Hallucination Localization in Video Captioning
Shota Nakada, Kazuhiro Saito, Yuchi Ishikawa, Hokuto Munakata, Tatsuya Komatsu, Masayoshi Kondo
TL;DR
This work tackles hallucinations in video captioning by introducing hallucination localization at the span level and presenting the HLVC-Dataset with 1,167 annotated video-caption pairs. It proposes an instruction-tuning baseline for VideoLLMs to output hallucinated spans, leveraging a three-stage data generation pipeline that injects synthetic errors. Experiments show that instruction-tuned models substantially outperform zero-shot baselines in both token- and span-level metrics, with span-level accuracy reaching $30.1\%$ on the HLVC test set and synthetic data significantly boosting performance in data-efficient regimes.

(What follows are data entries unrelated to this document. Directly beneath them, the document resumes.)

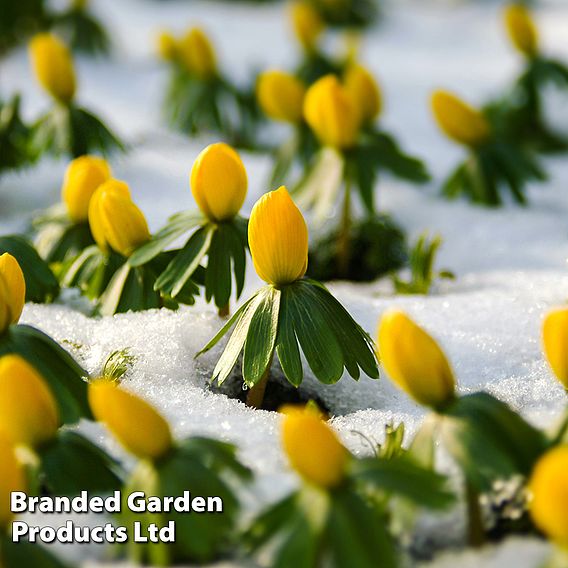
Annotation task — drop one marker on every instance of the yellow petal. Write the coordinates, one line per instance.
(278, 238)
(459, 121)
(281, 96)
(134, 422)
(548, 487)
(414, 361)
(12, 478)
(28, 411)
(15, 286)
(361, 85)
(313, 448)
(521, 29)
(219, 182)
(555, 341)
(82, 178)
(53, 66)
(331, 113)
(307, 24)
(115, 220)
(168, 47)
(197, 54)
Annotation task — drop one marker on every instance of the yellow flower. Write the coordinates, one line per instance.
(115, 220)
(548, 487)
(134, 422)
(82, 178)
(331, 113)
(53, 66)
(168, 47)
(278, 238)
(28, 411)
(458, 120)
(197, 54)
(12, 478)
(521, 29)
(281, 96)
(12, 291)
(313, 448)
(361, 85)
(555, 341)
(219, 182)
(307, 24)
(414, 361)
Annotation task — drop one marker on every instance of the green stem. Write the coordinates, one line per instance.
(475, 530)
(344, 240)
(255, 395)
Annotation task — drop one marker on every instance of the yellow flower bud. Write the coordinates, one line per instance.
(28, 411)
(555, 341)
(458, 120)
(12, 478)
(331, 113)
(167, 46)
(197, 54)
(281, 96)
(82, 178)
(313, 448)
(548, 487)
(14, 290)
(414, 361)
(219, 182)
(115, 220)
(361, 85)
(134, 422)
(521, 29)
(307, 24)
(53, 66)
(278, 238)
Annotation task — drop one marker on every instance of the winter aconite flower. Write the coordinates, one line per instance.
(332, 113)
(281, 96)
(134, 422)
(12, 478)
(548, 487)
(115, 220)
(555, 341)
(307, 24)
(414, 361)
(521, 29)
(53, 66)
(361, 85)
(278, 239)
(313, 448)
(219, 182)
(197, 54)
(28, 411)
(459, 121)
(83, 177)
(12, 291)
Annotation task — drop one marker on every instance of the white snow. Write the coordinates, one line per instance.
(511, 263)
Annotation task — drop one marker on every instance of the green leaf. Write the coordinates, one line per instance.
(41, 284)
(71, 464)
(403, 477)
(489, 440)
(261, 336)
(176, 227)
(65, 377)
(180, 269)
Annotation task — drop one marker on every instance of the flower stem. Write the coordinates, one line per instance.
(344, 240)
(224, 311)
(255, 396)
(476, 532)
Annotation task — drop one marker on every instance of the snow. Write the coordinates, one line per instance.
(511, 263)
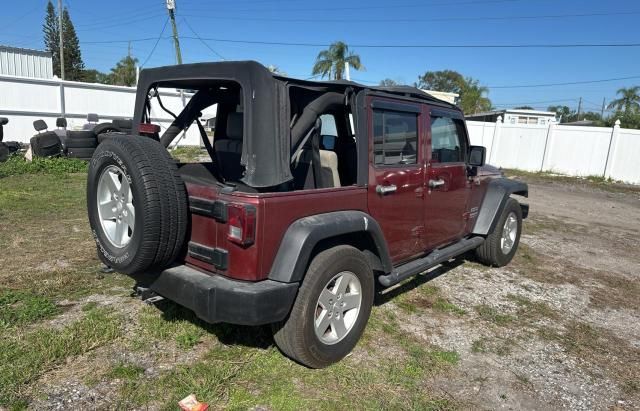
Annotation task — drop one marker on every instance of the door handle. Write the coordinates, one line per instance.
(384, 190)
(436, 183)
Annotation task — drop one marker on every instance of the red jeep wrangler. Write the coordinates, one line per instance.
(315, 193)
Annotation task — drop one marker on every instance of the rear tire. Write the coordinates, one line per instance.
(318, 331)
(501, 245)
(156, 217)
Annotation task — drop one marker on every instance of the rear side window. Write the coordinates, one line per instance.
(395, 138)
(447, 140)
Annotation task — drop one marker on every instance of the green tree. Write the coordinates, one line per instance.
(473, 97)
(445, 80)
(124, 73)
(331, 62)
(52, 37)
(95, 76)
(629, 100)
(389, 83)
(73, 64)
(563, 113)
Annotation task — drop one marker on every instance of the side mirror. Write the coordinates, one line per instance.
(477, 155)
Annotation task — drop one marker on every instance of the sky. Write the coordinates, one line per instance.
(221, 29)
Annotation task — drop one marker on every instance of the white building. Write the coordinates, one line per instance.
(25, 63)
(516, 116)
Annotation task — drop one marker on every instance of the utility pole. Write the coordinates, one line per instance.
(61, 40)
(579, 109)
(171, 7)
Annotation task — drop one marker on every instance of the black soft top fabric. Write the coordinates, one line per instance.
(266, 148)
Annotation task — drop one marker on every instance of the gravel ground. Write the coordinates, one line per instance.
(576, 344)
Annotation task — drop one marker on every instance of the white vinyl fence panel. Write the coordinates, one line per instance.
(24, 100)
(579, 151)
(624, 158)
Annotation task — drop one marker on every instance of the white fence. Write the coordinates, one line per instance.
(24, 100)
(579, 151)
(610, 152)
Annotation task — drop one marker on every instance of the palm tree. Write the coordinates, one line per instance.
(629, 99)
(331, 62)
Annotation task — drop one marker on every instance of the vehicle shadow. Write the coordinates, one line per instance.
(262, 336)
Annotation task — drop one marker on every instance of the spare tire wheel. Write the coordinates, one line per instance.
(137, 204)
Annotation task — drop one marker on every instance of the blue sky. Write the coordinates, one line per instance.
(358, 22)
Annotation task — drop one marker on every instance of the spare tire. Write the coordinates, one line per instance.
(137, 204)
(105, 128)
(4, 152)
(46, 145)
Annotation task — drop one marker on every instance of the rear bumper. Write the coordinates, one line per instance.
(219, 299)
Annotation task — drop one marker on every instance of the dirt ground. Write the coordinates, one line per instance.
(570, 337)
(556, 329)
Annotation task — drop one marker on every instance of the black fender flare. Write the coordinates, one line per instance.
(304, 234)
(498, 192)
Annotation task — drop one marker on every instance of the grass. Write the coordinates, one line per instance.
(19, 308)
(595, 181)
(427, 297)
(26, 356)
(492, 315)
(17, 165)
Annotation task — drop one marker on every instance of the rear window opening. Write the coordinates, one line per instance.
(209, 118)
(334, 151)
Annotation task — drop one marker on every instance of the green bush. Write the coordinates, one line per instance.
(16, 164)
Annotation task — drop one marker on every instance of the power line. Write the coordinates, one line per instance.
(360, 8)
(401, 46)
(201, 40)
(566, 83)
(157, 41)
(409, 20)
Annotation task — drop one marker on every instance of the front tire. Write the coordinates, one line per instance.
(331, 310)
(501, 245)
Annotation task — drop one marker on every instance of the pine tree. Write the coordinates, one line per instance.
(73, 64)
(52, 37)
(124, 73)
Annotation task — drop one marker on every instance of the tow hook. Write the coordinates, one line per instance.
(147, 295)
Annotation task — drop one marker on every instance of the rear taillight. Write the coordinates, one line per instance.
(148, 128)
(242, 224)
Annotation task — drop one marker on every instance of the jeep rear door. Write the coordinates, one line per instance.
(447, 184)
(396, 174)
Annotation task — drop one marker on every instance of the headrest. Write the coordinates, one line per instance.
(234, 126)
(40, 125)
(123, 123)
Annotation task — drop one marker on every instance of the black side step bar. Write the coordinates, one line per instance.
(431, 260)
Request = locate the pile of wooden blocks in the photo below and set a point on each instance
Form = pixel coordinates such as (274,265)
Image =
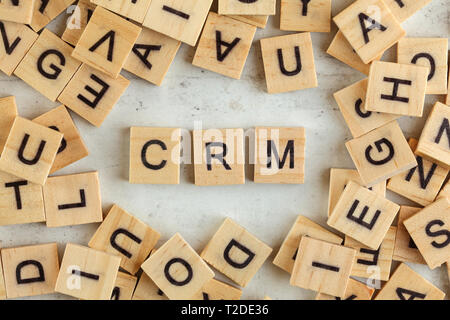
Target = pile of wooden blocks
(81,70)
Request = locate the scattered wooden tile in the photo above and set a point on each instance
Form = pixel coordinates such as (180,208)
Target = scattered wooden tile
(30,270)
(280,155)
(285,257)
(363,215)
(289,63)
(92,94)
(73,199)
(370,28)
(87,274)
(322,266)
(381,154)
(405,284)
(235,252)
(224,45)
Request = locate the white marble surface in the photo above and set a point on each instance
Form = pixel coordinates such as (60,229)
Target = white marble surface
(190,94)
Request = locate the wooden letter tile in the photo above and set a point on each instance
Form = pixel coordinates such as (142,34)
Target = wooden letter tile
(177,269)
(322,267)
(125,236)
(363,215)
(106,42)
(289,63)
(381,154)
(182,20)
(405,284)
(236,252)
(87,274)
(73,199)
(285,257)
(370,28)
(92,94)
(48,66)
(430,231)
(30,270)
(30,150)
(155,155)
(72,147)
(313,16)
(286,161)
(224,45)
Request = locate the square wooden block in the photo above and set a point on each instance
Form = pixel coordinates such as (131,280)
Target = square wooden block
(20,11)
(322,266)
(217,290)
(123,235)
(224,45)
(406,284)
(152,56)
(20,201)
(285,163)
(370,28)
(396,88)
(92,94)
(132,9)
(17,40)
(381,154)
(73,199)
(182,20)
(363,215)
(405,249)
(219,157)
(30,151)
(78,21)
(72,147)
(373,264)
(235,252)
(351,102)
(289,63)
(177,269)
(87,274)
(420,184)
(106,42)
(434,142)
(285,257)
(311,16)
(155,155)
(30,270)
(48,66)
(427,228)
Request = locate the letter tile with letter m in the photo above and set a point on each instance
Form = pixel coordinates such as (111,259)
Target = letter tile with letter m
(363,215)
(235,252)
(30,270)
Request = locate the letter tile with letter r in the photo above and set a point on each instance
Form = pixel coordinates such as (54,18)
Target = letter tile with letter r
(87,274)
(30,270)
(92,94)
(235,252)
(73,199)
(177,269)
(30,151)
(370,28)
(279,155)
(224,45)
(126,236)
(323,266)
(430,231)
(289,63)
(48,66)
(381,154)
(406,284)
(155,155)
(363,215)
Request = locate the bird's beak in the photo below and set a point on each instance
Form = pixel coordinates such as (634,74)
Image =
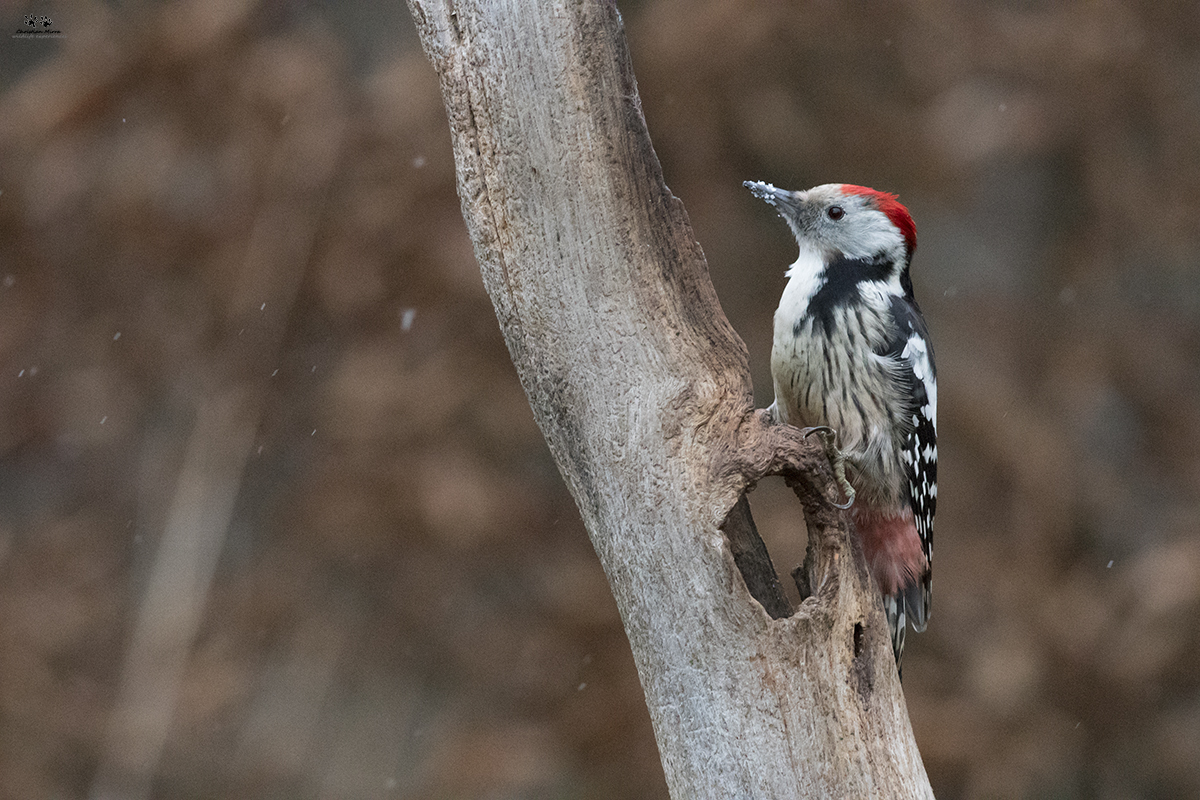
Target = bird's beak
(781,199)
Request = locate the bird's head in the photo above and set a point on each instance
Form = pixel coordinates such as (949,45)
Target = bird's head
(835,220)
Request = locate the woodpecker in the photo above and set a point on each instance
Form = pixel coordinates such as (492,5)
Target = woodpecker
(852,353)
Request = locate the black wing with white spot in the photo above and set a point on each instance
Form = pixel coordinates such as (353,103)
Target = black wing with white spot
(919,449)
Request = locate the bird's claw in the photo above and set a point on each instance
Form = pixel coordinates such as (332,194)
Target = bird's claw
(838,459)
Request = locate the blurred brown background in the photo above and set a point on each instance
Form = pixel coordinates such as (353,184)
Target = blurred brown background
(275,521)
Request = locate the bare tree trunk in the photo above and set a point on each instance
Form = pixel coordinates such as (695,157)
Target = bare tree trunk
(642,391)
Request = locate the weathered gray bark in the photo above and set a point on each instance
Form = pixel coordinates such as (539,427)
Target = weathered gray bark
(642,390)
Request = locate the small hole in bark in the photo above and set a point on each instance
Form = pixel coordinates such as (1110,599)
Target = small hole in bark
(780,519)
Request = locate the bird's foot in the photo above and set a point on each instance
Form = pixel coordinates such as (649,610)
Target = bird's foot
(837,458)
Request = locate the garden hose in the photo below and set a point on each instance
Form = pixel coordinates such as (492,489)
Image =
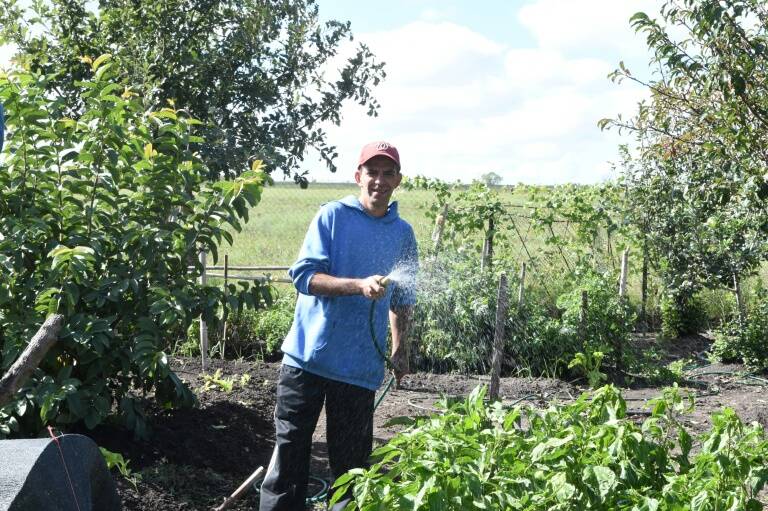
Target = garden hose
(387,361)
(320,496)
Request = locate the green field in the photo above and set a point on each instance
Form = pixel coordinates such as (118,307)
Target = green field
(277,225)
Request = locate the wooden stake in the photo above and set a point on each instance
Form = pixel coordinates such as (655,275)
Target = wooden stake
(240,490)
(739,299)
(437,233)
(487,260)
(203,326)
(224,331)
(623,279)
(498,338)
(30,358)
(583,319)
(644,289)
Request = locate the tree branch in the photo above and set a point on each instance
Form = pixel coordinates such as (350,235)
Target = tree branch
(33,354)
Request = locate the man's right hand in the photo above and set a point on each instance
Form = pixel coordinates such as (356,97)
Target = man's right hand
(371,287)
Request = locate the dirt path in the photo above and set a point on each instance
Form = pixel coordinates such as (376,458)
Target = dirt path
(196,457)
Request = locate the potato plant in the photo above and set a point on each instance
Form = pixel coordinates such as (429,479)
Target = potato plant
(584,455)
(100,219)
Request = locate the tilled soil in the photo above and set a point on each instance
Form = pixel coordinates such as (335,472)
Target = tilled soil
(196,457)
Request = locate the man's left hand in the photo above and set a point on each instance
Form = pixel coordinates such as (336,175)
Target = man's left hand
(400,364)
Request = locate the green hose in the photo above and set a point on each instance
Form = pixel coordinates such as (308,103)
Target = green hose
(387,360)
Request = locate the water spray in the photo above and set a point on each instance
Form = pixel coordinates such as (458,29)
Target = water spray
(387,361)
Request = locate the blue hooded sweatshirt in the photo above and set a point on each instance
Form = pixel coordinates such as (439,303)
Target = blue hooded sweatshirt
(331,336)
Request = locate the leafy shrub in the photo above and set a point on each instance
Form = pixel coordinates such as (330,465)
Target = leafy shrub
(608,321)
(250,333)
(538,342)
(100,217)
(454,316)
(585,455)
(682,315)
(748,341)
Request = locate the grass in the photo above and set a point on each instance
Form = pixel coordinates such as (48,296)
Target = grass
(277,225)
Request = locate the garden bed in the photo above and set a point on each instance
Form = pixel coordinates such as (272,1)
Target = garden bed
(196,457)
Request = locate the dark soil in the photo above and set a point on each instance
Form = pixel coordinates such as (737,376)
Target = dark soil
(196,457)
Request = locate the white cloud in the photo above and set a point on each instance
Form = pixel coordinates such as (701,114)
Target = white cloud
(586,26)
(458,104)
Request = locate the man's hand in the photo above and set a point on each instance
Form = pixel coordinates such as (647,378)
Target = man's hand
(371,287)
(400,364)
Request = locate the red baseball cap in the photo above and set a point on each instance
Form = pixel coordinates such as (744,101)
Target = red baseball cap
(379,148)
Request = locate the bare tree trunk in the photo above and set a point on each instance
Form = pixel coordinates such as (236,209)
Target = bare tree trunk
(203,325)
(30,358)
(487,260)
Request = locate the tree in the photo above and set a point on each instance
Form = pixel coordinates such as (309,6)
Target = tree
(697,180)
(261,73)
(491,179)
(100,218)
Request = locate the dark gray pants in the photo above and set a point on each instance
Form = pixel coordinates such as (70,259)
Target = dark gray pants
(349,417)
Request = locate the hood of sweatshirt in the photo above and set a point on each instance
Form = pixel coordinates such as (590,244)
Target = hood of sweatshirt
(353,202)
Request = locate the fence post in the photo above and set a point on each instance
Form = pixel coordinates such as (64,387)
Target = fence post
(622,300)
(203,326)
(498,337)
(226,292)
(583,319)
(487,261)
(739,299)
(644,289)
(623,278)
(437,233)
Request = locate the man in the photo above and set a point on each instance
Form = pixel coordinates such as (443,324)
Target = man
(329,355)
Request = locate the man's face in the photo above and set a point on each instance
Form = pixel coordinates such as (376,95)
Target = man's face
(377,179)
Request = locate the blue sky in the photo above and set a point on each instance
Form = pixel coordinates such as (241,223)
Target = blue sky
(494,18)
(513,87)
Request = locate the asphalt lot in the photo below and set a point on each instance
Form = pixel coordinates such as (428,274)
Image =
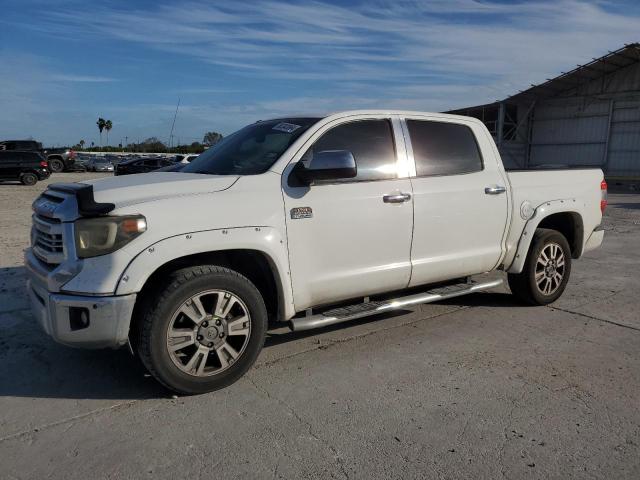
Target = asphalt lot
(477,387)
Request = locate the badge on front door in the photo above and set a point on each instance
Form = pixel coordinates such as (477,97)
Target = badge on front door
(301,212)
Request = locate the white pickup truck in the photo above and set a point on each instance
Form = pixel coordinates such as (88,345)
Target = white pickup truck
(305,220)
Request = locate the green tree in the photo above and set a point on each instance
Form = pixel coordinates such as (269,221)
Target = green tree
(108,126)
(211,138)
(101,124)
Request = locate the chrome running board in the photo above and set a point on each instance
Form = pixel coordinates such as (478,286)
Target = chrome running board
(360,310)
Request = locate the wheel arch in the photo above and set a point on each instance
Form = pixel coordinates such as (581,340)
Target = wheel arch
(255,252)
(561,215)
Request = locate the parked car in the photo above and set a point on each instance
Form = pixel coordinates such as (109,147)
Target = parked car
(60,159)
(141,165)
(188,158)
(99,164)
(28,145)
(307,221)
(27,167)
(176,167)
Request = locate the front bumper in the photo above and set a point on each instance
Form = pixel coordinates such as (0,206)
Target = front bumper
(82,321)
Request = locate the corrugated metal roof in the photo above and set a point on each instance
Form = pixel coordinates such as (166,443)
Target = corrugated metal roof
(568,81)
(594,70)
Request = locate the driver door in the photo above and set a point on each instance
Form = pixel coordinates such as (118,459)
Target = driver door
(351,237)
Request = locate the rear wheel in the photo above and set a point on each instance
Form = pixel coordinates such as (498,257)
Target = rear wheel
(546,270)
(56,165)
(204,329)
(28,178)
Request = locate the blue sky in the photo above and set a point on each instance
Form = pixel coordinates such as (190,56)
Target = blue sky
(66,62)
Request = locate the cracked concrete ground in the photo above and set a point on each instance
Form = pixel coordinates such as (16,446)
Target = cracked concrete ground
(477,387)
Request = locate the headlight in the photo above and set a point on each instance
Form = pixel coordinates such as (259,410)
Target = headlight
(103,235)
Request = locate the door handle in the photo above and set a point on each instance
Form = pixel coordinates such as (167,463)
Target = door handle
(495,190)
(396,198)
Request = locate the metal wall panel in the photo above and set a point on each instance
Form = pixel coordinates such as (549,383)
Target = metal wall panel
(570,131)
(623,156)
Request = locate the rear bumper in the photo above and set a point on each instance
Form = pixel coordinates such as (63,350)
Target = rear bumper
(594,240)
(82,321)
(43,173)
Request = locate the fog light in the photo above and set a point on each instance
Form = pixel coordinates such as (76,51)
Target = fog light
(78,318)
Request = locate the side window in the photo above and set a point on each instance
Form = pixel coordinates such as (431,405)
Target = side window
(441,148)
(370,142)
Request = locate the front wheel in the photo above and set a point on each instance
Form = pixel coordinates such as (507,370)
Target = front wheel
(28,179)
(546,270)
(203,330)
(56,165)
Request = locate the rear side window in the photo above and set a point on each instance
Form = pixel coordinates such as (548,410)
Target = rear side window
(370,142)
(443,148)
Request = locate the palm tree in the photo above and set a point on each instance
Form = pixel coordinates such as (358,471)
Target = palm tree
(108,126)
(101,124)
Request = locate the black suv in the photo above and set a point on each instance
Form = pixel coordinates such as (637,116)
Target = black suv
(59,159)
(28,167)
(21,145)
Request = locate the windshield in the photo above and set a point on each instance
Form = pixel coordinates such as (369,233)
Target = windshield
(251,150)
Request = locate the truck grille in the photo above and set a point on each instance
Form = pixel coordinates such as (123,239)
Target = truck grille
(46,240)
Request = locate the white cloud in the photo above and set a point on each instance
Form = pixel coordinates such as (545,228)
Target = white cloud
(431,55)
(80,78)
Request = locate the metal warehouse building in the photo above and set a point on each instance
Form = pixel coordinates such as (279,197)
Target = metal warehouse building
(589,116)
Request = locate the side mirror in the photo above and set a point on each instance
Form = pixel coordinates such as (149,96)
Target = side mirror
(327,165)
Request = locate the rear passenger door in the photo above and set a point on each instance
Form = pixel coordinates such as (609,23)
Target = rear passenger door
(9,164)
(460,199)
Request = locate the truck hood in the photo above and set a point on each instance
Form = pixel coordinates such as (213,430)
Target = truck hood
(129,190)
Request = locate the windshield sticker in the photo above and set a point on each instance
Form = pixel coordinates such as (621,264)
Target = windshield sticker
(286,127)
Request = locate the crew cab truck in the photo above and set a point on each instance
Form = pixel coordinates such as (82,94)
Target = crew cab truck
(305,220)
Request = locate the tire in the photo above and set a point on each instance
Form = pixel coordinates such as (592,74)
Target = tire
(175,318)
(546,269)
(28,179)
(56,165)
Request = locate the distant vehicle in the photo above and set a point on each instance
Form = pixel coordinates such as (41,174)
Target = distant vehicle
(186,158)
(30,145)
(59,158)
(99,164)
(176,167)
(141,165)
(27,167)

The study provides a practical, fine-grained benchmarking framework and a scalable approach to improve honesty and interpretability in video captioning systems.
Abstract
We propose a novel task, hallucination localization in video captioning, which aims to identify hallucinations in video captions at the span level (i.e. individual words or phrases). This allows for a more detailed analysis of hallucinations compared to existing sentence-level hallucination detection task. To establish a benchmark for hallucination localization, we construct HLVC-Dataset, a carefully curated dataset created by manually annotating 1,167 video-caption pairs from VideoLLM-generated captions. We further implement a VideoLLM-based baseline method and conduct quantitative and qualitative evaluations to benchmark current performance on hallucination localization.